Lots of work on the apparatus conversion. I've included MH's character code into the XSLT, which seems to be working well. Most of the plays are being handled well. One small issue is that all of the other annotations from the XWiki docs are being included as well, but those have already been converted to be inline on the documents. One solution would be to create a list of all the documents that don't need to be brought over.
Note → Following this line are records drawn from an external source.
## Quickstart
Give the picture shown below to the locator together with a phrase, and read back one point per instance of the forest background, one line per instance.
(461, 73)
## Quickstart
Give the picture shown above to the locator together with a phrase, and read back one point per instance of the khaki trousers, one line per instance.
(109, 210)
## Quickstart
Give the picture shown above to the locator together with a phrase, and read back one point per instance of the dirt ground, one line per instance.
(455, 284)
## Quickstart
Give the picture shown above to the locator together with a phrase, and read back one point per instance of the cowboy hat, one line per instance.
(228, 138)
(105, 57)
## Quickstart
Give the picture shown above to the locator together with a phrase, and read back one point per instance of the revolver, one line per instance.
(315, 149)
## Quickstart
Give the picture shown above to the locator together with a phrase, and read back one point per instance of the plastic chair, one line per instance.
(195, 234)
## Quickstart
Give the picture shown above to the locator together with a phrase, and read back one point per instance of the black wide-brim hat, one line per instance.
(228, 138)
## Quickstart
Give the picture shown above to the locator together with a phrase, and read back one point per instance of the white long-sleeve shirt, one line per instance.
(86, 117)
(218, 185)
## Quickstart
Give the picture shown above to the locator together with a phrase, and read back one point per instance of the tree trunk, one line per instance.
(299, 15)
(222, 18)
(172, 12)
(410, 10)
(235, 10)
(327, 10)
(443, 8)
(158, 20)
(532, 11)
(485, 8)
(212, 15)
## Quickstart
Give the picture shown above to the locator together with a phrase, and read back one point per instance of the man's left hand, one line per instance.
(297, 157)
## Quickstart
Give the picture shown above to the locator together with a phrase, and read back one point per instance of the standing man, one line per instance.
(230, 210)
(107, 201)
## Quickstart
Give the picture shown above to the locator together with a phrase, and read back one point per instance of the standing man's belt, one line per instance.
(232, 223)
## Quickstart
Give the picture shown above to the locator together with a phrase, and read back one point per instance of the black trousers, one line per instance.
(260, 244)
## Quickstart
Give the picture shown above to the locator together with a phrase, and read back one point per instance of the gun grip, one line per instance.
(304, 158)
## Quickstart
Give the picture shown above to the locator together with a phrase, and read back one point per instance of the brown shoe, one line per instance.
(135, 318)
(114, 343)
Also began refactoring the process for attaching the standoff annotations to the texts. It's complicated business, since there's a lot of attempting to find the right documents to attach the annotations to. Currently, the process runs like so:
- Create a list of documents and their associated annotations
- Then iterate through that list
- Tokenize the base text and add ids to each character
- Attempt to match the apparatus files to the base text using character ids
- Then, add anchors in the base text where the apparatus ought to attach
- Finally, untokenize the text and just leave the anchors
A better and more flexible process might be to fork on type of text using the ISE document types. If the document is a primary source, then tokenize; otherwise, leave it. Then, for any apparatus documents, see which document it is attempting to match (encoded in its relatedItem in the header) and then look for the tokenized version. It will take longer in the long run, but it is simpler than nested for-each lists in ANT.
Regardless, the match_lemma module was (as MH rightly noticed) complicated and difficult to debug. I've refactored it now into multiple functions and added a "verbose" switch for very detailed bug reports. There's still lots of fine-tuned error checking and documenting to be done, but it makes more sense than it did before.